Ketiga tersangka tersebut adalah Ahmad Yahya (AY) selaku pihak swasta dari Kabupaten Pasuruan, M. Fathullah (MF) selaku pihak swasta dari Kabupaten Pasuruan, dan Ra. Wahid Ruslan (RWR) selaku swasta dari Kabupaten Bangkalan.

Pasalnya suap ini dilakukan untuk melakukan pengkondisian agar mendapatkan bagian atau porsi bagi daerahnya.

“AY, RWR, dan MF melakukan pengkondisian untuk mendapatkan porsi bagi daerahnya. Sehingga AS melalui BGS diduga menerima ‘ijon’sekurang-kurangnya sejumlah Rp 6,9 miliar dari ketiga tersangka,” kata Plh Direktur Penyidikan KPK Ahmad Taufik Husein di Gedung KPK Merah Putih, Kamis (23/7/2026).

Adapun Rincian para penyuap Dana Hibah Jatim Tahun 2019-2922 sebagai berikut:

1. Ahmad Yahya memberikan uang sejumlah Rp 1,87 miliar untuk mendapatkan dana hibah sebesar Rp 14,8 miliar.

2. Ra Wahid Ruslan memberikan uang sejumlah Rp 1,42 miliar untuk mendapatkan dana hibah sebesar Rp 28,9 miliar.

3. M. Fathullah memberikan uang sejumlah Rp 3,61 miliar untuk mendapatkan dana hibah sebesar Rp 24 miliar.”

Menyikapi hal ini, Moh Hosen Ketua Komite Anti Korupsi Indonesia (KAKI) Jawa Timur mendesak Komisi Pemberantasan Korupsi (KPK) segera menangkap Anwar Sadad anggota DPR RI. Jangan sampai seperti tersangka Kusnadi mantan Ketua DPRD Jatim Mati Sebelum Diadili,” ujar Ketua KAKI Jatim, Kamis (23/07/2026).

KAKI berharap Penanganan Kasus Korupsi Dana Hibah Jatim APBD 2019-2022 harus tuntas dalam tahun ini, supaya tidak terjadi polemik kurang baik ditengah tengah masyarakat. Sehingga Lembaga Antirusuah dinilai tidak berintegritas dalam penanganan tindak pidana Korupsi, karena perkara ini cukup lumayan lama ditangani KPK,” papar Hosen KAKI Jatim.

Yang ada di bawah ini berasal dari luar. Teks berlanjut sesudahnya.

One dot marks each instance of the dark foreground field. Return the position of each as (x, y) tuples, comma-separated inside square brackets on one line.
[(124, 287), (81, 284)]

KPK harus berani bertindak tegas dalam penanganan Kasus Korupsi Dana Hibah Jatim dan jangan takut dengan intervensi dari pihak oknum elit politik dalam melakukan penyelidikan. Dalam artian, tangkap semua para tersangka Korupsi Dana Hibah Jatim yang selama ini menunggu kepastian hukum dari Lembaga Antirusuah,” tegas Hosen KAKI Jatim.

Komisi Pemberantasan Korupsi (KPK) jangan kalah cepat dengan Kejaksaan Agung dalam penanganan tindak pidana Korupsi, karena KPK merupakan Lembaga Negara Independen yang ditugaskan untuk memberantas para Koruptor yang melawan hukum dan bertentangan dengan Undang-undang Nomor 28 tahun 1999,” pungkas Hosen KAKI Jatim. ( Redaksi )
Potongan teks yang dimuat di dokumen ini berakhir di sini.